SIMPLE GUIDELINE FOR MANAGEMENT OF SEVERE DIC in Obstetric/ICU setting

  • DIC (Disseminated intravascular coagulation) can occur following medical, surgical or obstetric catastrophe. The list of causes are enumerated in standard text books.
  • In general, in addition to the obstetric complications such as aminiotic fluid embolism, abruption placenta, dead foetus etc, overhelming sepsis, acute shock due to any condition esp. major trauma, snake bite etc can produce severe DIVC.
  • DIC can be symptomatic and can present with acute massive bleeding or bleeding from multiple sites. It can also cause multiorgan damage due to microvascular thrombosis. Sometimes DIVC is detected by laboratory investigation without manifestations of bleeding or thrombosis.<
  • Investigations reveal prolonged APTT (Activated Partial Thromboplastin Time), PT (Prothrombin time) and low platelets. The fibrinogen level drops in massive DIVC. Even though the D Dimers will be strongly positive, in a critically ill and in patients with trauma, this alone is not an indication of DIVC.

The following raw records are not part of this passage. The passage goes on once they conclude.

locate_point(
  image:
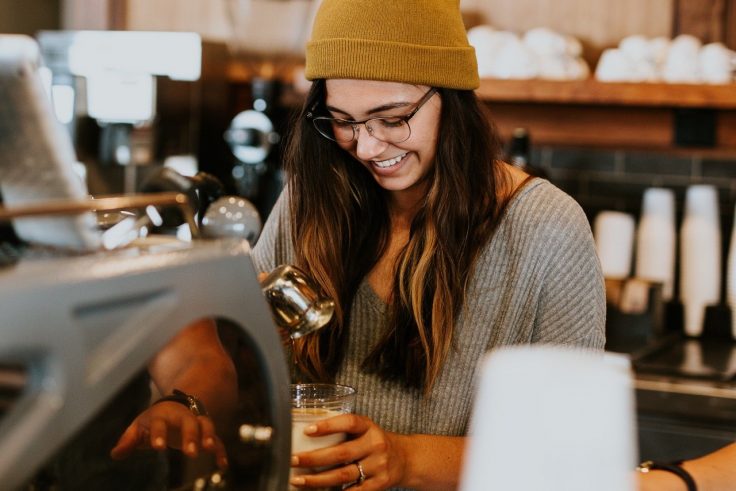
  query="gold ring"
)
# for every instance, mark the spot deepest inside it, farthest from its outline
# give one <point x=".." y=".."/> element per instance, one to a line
<point x="361" y="473"/>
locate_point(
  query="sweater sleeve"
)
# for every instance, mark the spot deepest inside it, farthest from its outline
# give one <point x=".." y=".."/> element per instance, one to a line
<point x="274" y="245"/>
<point x="571" y="306"/>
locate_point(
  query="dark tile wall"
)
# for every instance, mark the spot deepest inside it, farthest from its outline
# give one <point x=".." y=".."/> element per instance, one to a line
<point x="616" y="180"/>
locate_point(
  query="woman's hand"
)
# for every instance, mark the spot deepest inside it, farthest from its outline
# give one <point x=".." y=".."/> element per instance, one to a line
<point x="171" y="424"/>
<point x="381" y="455"/>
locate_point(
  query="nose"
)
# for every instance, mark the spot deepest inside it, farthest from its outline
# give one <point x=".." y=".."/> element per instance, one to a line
<point x="367" y="146"/>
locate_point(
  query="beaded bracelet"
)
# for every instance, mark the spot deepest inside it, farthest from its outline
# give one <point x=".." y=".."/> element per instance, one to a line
<point x="194" y="404"/>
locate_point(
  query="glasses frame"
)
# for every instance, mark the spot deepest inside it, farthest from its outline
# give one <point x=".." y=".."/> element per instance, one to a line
<point x="355" y="124"/>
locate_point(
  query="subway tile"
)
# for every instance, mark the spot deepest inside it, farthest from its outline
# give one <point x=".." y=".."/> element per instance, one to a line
<point x="657" y="164"/>
<point x="725" y="168"/>
<point x="570" y="185"/>
<point x="583" y="160"/>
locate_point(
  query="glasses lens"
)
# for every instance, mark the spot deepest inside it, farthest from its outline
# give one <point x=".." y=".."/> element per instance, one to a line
<point x="334" y="129"/>
<point x="391" y="130"/>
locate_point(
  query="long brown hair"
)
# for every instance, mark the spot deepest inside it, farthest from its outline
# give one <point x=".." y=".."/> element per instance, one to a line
<point x="341" y="226"/>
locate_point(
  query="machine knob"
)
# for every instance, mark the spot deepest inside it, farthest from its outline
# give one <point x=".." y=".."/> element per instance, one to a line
<point x="254" y="434"/>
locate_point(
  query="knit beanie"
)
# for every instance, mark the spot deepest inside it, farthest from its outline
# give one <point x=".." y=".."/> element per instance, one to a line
<point x="410" y="41"/>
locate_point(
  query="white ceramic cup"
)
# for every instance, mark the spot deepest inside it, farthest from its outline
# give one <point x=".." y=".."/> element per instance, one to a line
<point x="614" y="242"/>
<point x="547" y="418"/>
<point x="655" y="240"/>
<point x="700" y="255"/>
<point x="311" y="403"/>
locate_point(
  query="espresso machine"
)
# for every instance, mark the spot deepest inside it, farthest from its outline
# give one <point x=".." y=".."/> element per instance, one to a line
<point x="89" y="302"/>
<point x="104" y="86"/>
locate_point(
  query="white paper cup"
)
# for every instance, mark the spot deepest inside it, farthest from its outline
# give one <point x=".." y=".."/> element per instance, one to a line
<point x="551" y="419"/>
<point x="700" y="256"/>
<point x="614" y="243"/>
<point x="731" y="279"/>
<point x="655" y="240"/>
<point x="311" y="403"/>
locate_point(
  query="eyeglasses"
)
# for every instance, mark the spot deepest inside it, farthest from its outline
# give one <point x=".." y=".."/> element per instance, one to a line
<point x="393" y="129"/>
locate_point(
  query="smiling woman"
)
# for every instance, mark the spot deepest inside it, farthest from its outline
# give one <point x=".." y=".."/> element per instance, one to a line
<point x="434" y="249"/>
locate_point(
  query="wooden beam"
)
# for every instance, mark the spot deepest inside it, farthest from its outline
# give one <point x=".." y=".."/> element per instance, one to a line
<point x="707" y="20"/>
<point x="118" y="14"/>
<point x="731" y="24"/>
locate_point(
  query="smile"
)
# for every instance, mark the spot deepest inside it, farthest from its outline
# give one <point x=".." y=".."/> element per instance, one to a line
<point x="389" y="162"/>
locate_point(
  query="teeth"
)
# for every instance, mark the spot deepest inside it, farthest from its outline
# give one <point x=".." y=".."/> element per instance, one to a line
<point x="388" y="163"/>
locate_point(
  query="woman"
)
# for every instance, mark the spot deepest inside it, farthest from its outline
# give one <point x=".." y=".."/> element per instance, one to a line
<point x="435" y="250"/>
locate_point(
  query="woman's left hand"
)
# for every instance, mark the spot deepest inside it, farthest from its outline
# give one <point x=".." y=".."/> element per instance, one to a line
<point x="380" y="454"/>
<point x="171" y="425"/>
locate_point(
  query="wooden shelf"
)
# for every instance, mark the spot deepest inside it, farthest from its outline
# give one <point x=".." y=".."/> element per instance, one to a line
<point x="593" y="92"/>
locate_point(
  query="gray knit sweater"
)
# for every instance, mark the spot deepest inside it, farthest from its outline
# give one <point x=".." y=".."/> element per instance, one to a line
<point x="538" y="280"/>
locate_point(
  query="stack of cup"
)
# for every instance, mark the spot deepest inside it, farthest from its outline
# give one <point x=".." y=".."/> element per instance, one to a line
<point x="655" y="240"/>
<point x="700" y="256"/>
<point x="731" y="278"/>
<point x="614" y="243"/>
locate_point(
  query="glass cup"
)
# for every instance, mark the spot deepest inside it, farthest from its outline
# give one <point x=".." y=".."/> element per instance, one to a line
<point x="311" y="403"/>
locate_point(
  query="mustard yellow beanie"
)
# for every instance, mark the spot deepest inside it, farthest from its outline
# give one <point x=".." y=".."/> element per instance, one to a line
<point x="411" y="41"/>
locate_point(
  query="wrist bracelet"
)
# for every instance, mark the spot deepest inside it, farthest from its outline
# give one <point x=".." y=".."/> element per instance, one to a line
<point x="194" y="404"/>
<point x="674" y="468"/>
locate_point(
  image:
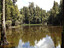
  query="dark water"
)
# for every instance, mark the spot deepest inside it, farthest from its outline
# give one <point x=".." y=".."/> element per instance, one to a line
<point x="34" y="37"/>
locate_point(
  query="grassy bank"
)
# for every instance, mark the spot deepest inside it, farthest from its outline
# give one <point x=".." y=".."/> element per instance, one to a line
<point x="30" y="24"/>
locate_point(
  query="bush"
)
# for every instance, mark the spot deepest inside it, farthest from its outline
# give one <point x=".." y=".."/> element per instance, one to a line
<point x="17" y="22"/>
<point x="8" y="23"/>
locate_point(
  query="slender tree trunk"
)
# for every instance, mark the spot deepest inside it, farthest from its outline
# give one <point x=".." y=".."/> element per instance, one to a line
<point x="3" y="35"/>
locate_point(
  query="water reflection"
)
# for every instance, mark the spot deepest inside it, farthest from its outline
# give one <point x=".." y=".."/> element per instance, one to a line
<point x="34" y="37"/>
<point x="45" y="42"/>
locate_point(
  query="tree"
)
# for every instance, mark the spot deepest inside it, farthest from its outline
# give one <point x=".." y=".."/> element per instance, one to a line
<point x="3" y="33"/>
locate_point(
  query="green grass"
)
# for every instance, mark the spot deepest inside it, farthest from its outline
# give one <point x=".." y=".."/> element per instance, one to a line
<point x="30" y="24"/>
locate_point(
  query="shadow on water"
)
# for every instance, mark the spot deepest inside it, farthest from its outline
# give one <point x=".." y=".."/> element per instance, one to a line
<point x="34" y="37"/>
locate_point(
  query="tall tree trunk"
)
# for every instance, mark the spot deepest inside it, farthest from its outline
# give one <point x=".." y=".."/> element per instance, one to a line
<point x="3" y="35"/>
<point x="62" y="45"/>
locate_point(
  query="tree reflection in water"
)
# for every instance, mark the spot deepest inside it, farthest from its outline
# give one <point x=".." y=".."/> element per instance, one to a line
<point x="31" y="36"/>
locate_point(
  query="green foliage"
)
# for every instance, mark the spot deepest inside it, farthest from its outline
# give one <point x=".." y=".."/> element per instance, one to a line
<point x="32" y="14"/>
<point x="8" y="23"/>
<point x="12" y="13"/>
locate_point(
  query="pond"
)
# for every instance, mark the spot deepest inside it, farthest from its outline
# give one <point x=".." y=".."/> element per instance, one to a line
<point x="34" y="37"/>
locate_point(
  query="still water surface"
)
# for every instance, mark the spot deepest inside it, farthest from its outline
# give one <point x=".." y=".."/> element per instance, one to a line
<point x="34" y="37"/>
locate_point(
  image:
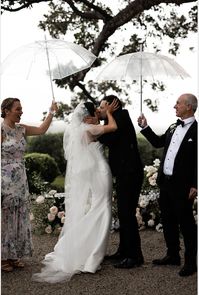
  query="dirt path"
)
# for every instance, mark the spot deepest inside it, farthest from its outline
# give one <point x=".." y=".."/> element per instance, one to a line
<point x="144" y="280"/>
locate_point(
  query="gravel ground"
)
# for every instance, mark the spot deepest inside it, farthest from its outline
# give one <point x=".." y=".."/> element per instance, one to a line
<point x="144" y="280"/>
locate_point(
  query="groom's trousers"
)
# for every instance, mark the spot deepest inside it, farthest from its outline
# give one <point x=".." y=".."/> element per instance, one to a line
<point x="128" y="187"/>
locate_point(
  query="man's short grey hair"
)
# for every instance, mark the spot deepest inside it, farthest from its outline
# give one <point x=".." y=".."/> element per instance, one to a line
<point x="192" y="100"/>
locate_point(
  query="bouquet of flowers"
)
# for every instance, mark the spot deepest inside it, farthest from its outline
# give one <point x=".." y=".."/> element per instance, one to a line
<point x="48" y="212"/>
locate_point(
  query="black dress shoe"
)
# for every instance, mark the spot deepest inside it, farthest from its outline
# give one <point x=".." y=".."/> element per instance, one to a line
<point x="114" y="257"/>
<point x="129" y="263"/>
<point x="187" y="270"/>
<point x="167" y="260"/>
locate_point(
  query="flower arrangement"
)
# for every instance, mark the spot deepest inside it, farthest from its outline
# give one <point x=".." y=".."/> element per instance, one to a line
<point x="148" y="213"/>
<point x="48" y="212"/>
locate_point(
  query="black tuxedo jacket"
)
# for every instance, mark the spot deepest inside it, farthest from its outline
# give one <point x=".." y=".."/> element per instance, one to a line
<point x="123" y="149"/>
<point x="185" y="164"/>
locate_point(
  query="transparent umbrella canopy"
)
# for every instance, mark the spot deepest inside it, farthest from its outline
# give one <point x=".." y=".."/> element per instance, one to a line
<point x="55" y="58"/>
<point x="142" y="65"/>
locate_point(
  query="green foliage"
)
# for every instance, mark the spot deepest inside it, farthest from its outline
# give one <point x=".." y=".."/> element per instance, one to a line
<point x="51" y="144"/>
<point x="36" y="183"/>
<point x="41" y="169"/>
<point x="102" y="27"/>
<point x="58" y="184"/>
<point x="147" y="151"/>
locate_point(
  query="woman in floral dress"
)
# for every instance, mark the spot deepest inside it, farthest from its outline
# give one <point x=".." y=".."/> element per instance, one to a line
<point x="15" y="221"/>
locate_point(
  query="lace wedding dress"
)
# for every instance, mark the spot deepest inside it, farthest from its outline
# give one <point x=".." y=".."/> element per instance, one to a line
<point x="88" y="186"/>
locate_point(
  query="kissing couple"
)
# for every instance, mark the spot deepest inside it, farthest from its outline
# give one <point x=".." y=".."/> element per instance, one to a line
<point x="82" y="244"/>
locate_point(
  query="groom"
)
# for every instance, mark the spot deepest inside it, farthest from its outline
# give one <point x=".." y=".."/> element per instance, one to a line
<point x="126" y="166"/>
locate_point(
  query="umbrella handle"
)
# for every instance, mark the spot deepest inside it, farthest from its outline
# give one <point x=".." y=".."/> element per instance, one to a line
<point x="48" y="60"/>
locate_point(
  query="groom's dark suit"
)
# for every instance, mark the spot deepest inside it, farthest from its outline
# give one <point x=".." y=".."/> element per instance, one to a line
<point x="126" y="166"/>
<point x="175" y="206"/>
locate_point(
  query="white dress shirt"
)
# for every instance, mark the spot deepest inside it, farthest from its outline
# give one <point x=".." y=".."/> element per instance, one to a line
<point x="175" y="143"/>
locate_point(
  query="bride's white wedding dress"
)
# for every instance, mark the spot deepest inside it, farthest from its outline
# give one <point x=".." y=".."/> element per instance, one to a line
<point x="83" y="240"/>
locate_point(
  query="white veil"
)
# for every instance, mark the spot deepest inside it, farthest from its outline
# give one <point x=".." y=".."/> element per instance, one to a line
<point x="81" y="163"/>
<point x="88" y="188"/>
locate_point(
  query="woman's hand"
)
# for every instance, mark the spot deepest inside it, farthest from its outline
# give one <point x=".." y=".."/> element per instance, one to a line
<point x="113" y="106"/>
<point x="54" y="108"/>
<point x="142" y="122"/>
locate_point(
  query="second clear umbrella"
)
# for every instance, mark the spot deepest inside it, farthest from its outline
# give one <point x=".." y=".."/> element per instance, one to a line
<point x="142" y="65"/>
<point x="56" y="58"/>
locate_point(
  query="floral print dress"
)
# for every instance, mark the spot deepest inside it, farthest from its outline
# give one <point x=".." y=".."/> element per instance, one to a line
<point x="15" y="221"/>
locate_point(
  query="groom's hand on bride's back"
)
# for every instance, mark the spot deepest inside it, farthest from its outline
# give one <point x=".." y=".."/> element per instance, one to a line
<point x="91" y="120"/>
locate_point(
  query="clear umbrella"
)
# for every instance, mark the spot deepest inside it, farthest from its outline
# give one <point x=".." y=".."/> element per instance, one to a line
<point x="141" y="65"/>
<point x="56" y="58"/>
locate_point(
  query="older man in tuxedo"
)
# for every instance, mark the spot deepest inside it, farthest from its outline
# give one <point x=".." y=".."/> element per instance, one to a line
<point x="177" y="179"/>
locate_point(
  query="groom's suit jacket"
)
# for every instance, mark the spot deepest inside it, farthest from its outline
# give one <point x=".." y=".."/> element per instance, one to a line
<point x="124" y="156"/>
<point x="185" y="164"/>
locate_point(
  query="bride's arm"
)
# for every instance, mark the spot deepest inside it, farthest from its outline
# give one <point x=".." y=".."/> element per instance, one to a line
<point x="111" y="126"/>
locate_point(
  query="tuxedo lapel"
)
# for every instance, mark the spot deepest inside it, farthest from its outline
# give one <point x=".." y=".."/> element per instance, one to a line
<point x="188" y="136"/>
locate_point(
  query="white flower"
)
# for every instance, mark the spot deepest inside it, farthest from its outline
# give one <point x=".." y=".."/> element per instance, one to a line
<point x="52" y="192"/>
<point x="54" y="210"/>
<point x="159" y="227"/>
<point x="63" y="219"/>
<point x="143" y="204"/>
<point x="31" y="216"/>
<point x="51" y="216"/>
<point x="48" y="229"/>
<point x="156" y="162"/>
<point x="40" y="199"/>
<point x="61" y="214"/>
<point x="151" y="222"/>
<point x="152" y="215"/>
<point x="150" y="170"/>
<point x="152" y="180"/>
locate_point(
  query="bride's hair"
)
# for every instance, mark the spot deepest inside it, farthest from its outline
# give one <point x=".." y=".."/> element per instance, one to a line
<point x="90" y="108"/>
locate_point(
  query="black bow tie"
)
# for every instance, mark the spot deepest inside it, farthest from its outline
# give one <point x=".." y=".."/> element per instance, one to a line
<point x="180" y="122"/>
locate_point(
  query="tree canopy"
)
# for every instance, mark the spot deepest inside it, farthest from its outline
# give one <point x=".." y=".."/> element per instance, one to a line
<point x="108" y="29"/>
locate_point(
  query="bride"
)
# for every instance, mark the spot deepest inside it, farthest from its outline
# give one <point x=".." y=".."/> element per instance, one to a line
<point x="88" y="188"/>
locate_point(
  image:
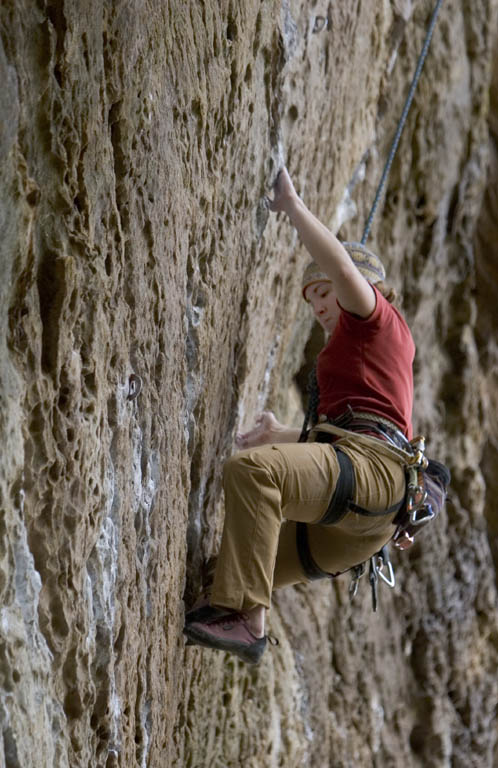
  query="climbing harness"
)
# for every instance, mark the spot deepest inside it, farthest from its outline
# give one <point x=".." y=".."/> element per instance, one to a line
<point x="426" y="484"/>
<point x="402" y="120"/>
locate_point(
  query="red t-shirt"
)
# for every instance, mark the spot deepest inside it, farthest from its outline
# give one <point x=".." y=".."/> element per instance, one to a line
<point x="367" y="364"/>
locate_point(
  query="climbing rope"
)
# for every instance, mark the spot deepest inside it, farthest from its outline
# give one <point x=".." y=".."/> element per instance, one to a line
<point x="313" y="392"/>
<point x="402" y="121"/>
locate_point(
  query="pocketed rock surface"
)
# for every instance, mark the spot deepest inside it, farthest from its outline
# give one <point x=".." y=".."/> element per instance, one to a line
<point x="137" y="143"/>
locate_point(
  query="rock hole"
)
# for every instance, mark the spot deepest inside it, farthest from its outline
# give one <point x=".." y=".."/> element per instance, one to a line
<point x="293" y="113"/>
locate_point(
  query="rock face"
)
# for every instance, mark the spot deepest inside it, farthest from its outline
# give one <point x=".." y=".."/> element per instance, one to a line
<point x="137" y="142"/>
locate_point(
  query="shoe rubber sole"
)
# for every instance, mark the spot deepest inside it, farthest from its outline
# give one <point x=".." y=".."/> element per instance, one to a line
<point x="251" y="654"/>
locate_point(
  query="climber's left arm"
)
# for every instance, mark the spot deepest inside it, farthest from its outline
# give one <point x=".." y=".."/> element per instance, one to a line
<point x="354" y="293"/>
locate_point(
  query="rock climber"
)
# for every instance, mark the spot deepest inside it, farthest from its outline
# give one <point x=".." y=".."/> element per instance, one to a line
<point x="276" y="486"/>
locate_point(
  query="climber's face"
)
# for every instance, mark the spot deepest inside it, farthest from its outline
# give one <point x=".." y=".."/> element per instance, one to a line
<point x="324" y="302"/>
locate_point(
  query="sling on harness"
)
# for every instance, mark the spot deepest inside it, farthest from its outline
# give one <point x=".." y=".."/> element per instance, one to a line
<point x="427" y="481"/>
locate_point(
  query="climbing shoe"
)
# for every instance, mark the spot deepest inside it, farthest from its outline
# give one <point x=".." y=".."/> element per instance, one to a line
<point x="203" y="611"/>
<point x="227" y="633"/>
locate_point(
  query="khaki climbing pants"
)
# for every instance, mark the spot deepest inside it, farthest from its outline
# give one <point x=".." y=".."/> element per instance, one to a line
<point x="270" y="488"/>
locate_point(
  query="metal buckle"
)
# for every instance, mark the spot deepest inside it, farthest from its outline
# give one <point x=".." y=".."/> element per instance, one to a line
<point x="429" y="514"/>
<point x="379" y="564"/>
<point x="358" y="572"/>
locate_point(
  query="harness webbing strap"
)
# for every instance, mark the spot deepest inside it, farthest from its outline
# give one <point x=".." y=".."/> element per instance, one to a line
<point x="310" y="568"/>
<point x="344" y="491"/>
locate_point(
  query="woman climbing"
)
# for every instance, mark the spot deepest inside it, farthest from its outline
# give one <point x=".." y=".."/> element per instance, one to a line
<point x="281" y="495"/>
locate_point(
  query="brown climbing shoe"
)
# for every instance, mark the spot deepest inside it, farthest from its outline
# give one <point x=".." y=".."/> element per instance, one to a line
<point x="228" y="633"/>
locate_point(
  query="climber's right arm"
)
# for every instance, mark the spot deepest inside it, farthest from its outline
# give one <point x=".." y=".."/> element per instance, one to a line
<point x="267" y="430"/>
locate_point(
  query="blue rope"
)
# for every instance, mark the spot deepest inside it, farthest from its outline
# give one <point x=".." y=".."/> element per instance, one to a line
<point x="402" y="121"/>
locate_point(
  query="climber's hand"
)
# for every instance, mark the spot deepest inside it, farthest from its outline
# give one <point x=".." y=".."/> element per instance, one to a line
<point x="283" y="192"/>
<point x="265" y="431"/>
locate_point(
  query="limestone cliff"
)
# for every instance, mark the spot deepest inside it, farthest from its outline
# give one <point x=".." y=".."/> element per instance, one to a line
<point x="137" y="142"/>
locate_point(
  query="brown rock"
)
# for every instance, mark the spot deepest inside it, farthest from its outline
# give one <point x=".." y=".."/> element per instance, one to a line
<point x="137" y="143"/>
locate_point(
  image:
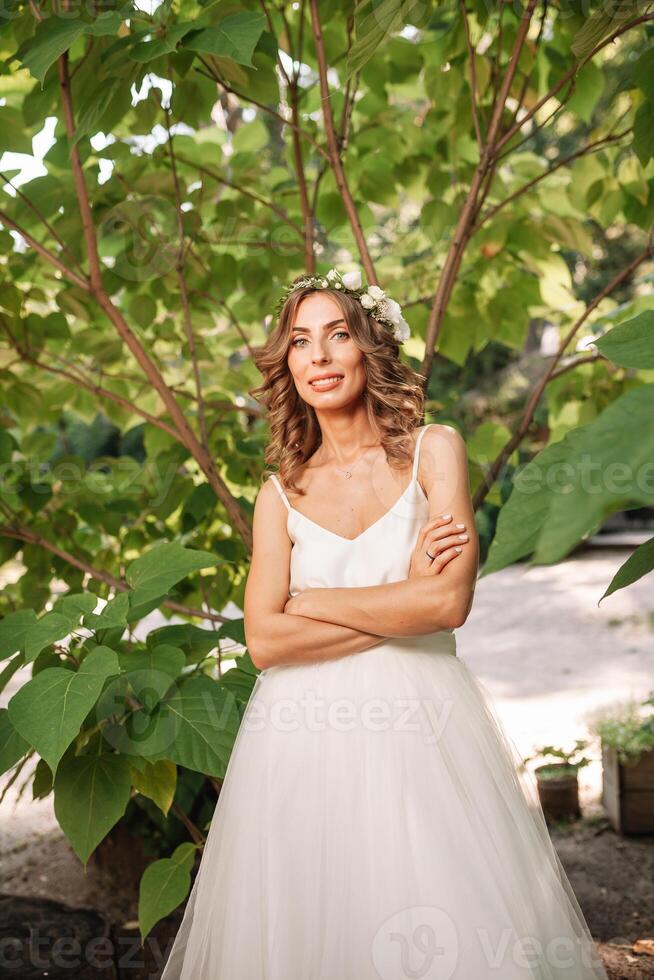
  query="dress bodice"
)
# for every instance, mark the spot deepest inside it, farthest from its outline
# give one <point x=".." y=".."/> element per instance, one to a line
<point x="380" y="554"/>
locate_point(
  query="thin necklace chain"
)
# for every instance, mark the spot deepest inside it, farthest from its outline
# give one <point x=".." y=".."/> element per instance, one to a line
<point x="348" y="472"/>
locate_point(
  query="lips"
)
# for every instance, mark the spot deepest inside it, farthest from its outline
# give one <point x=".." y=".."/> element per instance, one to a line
<point x="326" y="382"/>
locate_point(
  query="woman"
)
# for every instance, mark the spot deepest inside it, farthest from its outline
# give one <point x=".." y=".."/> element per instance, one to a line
<point x="375" y="820"/>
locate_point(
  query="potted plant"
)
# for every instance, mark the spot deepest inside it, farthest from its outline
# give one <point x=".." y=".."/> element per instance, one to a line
<point x="626" y="731"/>
<point x="557" y="782"/>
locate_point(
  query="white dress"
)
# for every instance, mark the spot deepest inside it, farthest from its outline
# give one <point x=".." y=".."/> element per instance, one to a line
<point x="375" y="820"/>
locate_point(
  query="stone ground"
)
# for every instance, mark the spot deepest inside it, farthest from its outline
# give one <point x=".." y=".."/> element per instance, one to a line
<point x="548" y="657"/>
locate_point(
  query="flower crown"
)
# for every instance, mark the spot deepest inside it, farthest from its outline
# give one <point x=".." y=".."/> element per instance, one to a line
<point x="373" y="299"/>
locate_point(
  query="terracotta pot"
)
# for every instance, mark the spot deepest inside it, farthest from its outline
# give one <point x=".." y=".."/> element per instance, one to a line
<point x="559" y="791"/>
<point x="628" y="791"/>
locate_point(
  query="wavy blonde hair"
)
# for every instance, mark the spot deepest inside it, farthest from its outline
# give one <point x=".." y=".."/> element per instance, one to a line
<point x="393" y="396"/>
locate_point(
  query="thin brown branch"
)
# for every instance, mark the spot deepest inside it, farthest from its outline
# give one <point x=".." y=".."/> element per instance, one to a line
<point x="242" y="190"/>
<point x="334" y="154"/>
<point x="100" y="391"/>
<point x="461" y="235"/>
<point x="298" y="161"/>
<point x="186" y="434"/>
<point x="45" y="253"/>
<point x="574" y="362"/>
<point x="19" y="533"/>
<point x="569" y="74"/>
<point x="589" y="148"/>
<point x="181" y="281"/>
<point x="210" y="73"/>
<point x="196" y="834"/>
<point x="44" y="221"/>
<point x="473" y="75"/>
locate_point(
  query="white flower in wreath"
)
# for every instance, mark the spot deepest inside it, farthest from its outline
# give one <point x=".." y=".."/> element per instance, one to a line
<point x="402" y="331"/>
<point x="352" y="280"/>
<point x="393" y="311"/>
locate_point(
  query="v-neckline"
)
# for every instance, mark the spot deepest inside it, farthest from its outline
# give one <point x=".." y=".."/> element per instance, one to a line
<point x="341" y="537"/>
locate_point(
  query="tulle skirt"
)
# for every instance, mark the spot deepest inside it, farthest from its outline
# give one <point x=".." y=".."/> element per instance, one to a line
<point x="376" y="822"/>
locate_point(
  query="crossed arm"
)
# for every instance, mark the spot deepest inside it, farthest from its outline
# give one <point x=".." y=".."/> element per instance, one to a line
<point x="322" y="624"/>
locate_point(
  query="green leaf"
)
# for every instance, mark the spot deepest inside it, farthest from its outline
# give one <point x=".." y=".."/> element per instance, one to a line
<point x="75" y="605"/>
<point x="630" y="344"/>
<point x="23" y="631"/>
<point x="164" y="885"/>
<point x="234" y="37"/>
<point x="155" y="572"/>
<point x="15" y="630"/>
<point x="52" y="37"/>
<point x="49" y="710"/>
<point x="157" y="781"/>
<point x="376" y="22"/>
<point x="193" y="640"/>
<point x="195" y="727"/>
<point x="644" y="133"/>
<point x="640" y="563"/>
<point x="91" y="793"/>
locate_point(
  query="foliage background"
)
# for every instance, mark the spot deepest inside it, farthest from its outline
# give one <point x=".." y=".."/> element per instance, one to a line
<point x="490" y="164"/>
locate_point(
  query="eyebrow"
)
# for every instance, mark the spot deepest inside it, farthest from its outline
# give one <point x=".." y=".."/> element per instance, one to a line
<point x="325" y="326"/>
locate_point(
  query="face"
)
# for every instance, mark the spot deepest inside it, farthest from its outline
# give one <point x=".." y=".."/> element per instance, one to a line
<point x="321" y="346"/>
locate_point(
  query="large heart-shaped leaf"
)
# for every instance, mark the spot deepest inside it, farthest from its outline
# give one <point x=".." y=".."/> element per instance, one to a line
<point x="91" y="793"/>
<point x="49" y="710"/>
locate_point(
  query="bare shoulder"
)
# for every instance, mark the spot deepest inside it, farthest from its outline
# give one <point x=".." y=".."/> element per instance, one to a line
<point x="269" y="520"/>
<point x="439" y="437"/>
<point x="443" y="456"/>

  • In the rural and semi urban set up where there are no facilities for APTT and PT, sudden or rapid drop in a platlelet count (measured in automated cell counter) in the clinical setting of DIC is sufficient to diagnose and initiate treatement. Remember platelet counts done manually can be falsely high (The reasons are beyond the scope of discussion here).
  • The treatment of DIVC is directed towards the cause which initiated the DIC.
  • Even when there is ongoing DIVC, if there is no active bleeding, treatment should be directed towards treating the primary cause. For example in snake bite, treatment with anti-venom is the treatment of choice and replacement with blood products to correct the coagulation and platelet defects are not needed in the absence of bleeding. (In a patient with high risk of bleeding, support with blood products may be needed even in the absence of bleeding but these cases are to be individualized)
  • Treatment with blood products should be initiated immediately in the presence of severe bleeding or if there is any surgical intervention such as ceaessarean section is needed immediately.
  • If the fibrinogen is low, it is advisable to give 8-12 bags of cryoprecipitate followed by 15-20ml/kg of FFP. Platelets should be transfused after replacement of the coagulation factors with FFP or cryoprecipitate. 6-8 units of platelets can be transfused rapidly if the platelet count is less than 50,000. In an ongoing DIVC, where it takes a longer time to correct the primary cause or if the DIC persists even after correcting the primary cause, continued support with blood products may be necessary if the patient is bleeding.
  • Use of epsilon amino caproic acid (iv) may be indicated in the presence of severe bleeding, but care should be taken as these patients are prone for thrombosis.
  • This is only a guideline for practioners and since various other newer therapeutic agents are available, please contact the nearest major blood bank or hematology centre for advice.